The Supreme Court’s opinion, authored by Justice Gorsuch, takes up the existential question of when an NTA is really an NTA in this cancellation of removal context. For those Hamlet fans: imagine Hamlet in the infamous “to be or not to be” scene in Act 3 of the play. But I digress. The majority opinion takes us on a grammar-laden journey in considering the meaning of the indefinite article “a”. It does so to determine whether it makes sense to hold that multiple documents, issued serially with different pieces of information, constitute “a notice” OR whether “a notice” must contain all information as required by the Act in one document. The Court concluded the latter. In arriving at this conclusion, the Court wrote these passages, which I found quite amusing:
In response to the [Trump] Government’s arguments made last November that it is “hard” to fill out forms (I’m paraphrasing the government’s argument, of course), the Court wrote: “If the government finds filling out forms a chore, it has good company. The world is awash in forms, and rarely do agencies afford individuals the same latitude in completing them that the government seeks for itself today.” Id. at 13.
- “Just consider the alternative. On the government’saccount, it would be free to send a person who is not from this country — someone who may be unfamiliar with English and the habits of American bureaucracies — a series of letters. These might trail in over the course of weeks, months, maybe years, each containing a new morsel of vital information. All of which the individual alien would have to save and compile in order to prepare for a removal hearing.” Id. at 14.
- “At one level, today’s dispute may seem semantic, focused on a single word, a small one at that. But words are how the law constrains power. In this case, the law’s terms ensure that, when the federal government seeks a procedural advantage against an individual, it will at least supply him with a single and reasonably comprehensive statement of the nature of the proceedings against him. If men must turn square corners when they deal with the government, it cannot be too much to expect the government to turn square corners when it deals with them.” Id. at16.
I felt moved to write about this opinion for two reasons. First, I was tickled at the almost facetious approach the Supreme Court took in examining with a fine-toothed comb the meaning of a minimal word – “a” and the incredible power it wields in legal construction.
For someone like me, who enjoys the black and white of certain aspects of literalism, this opinion was a fun read.

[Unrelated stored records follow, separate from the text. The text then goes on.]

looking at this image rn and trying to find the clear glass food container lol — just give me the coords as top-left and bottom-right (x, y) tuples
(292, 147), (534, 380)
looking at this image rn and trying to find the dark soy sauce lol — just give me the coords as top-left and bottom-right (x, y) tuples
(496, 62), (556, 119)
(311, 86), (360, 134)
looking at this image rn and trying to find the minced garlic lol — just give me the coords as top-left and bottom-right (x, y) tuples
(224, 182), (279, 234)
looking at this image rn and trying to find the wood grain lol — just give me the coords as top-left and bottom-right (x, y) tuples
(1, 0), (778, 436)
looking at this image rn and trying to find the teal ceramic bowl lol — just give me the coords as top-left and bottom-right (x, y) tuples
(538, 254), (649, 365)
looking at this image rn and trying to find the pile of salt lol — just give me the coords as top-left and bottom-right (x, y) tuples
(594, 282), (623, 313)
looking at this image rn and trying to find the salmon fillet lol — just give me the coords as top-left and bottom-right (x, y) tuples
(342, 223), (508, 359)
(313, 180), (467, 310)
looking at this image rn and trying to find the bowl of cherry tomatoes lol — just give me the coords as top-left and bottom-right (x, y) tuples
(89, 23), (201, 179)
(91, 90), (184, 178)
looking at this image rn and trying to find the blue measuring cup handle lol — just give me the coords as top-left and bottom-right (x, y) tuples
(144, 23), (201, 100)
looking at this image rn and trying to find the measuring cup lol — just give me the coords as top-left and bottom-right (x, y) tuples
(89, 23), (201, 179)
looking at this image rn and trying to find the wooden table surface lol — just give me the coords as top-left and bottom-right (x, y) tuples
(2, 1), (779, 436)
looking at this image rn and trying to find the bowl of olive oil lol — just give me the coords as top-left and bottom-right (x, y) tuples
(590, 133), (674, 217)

Thanks to the presence of this singular-letter word in the Act, the Supreme Court held that the government must play by its own rules and it must play fairly.
Second, because of this “a”, the government has been reminded that an NTA is a solemn document and the people to whom it is issued, should be treated fairly so as to be given sufficient notice to defend themselves from a potentially earth-shattering legal outcome – expulsion from the United States, and very likely, their families. With Niz-Chavez v. Garland, the U.S. Supreme Court confirmed yesterday, immigration proceedings affect an individual’s life, liberty and rights just as much as a criminal proceeding or civil lawsuit – thus, all people, including immigrants, should get a fair shot to defend themselves in their day in court by being put on proper notice.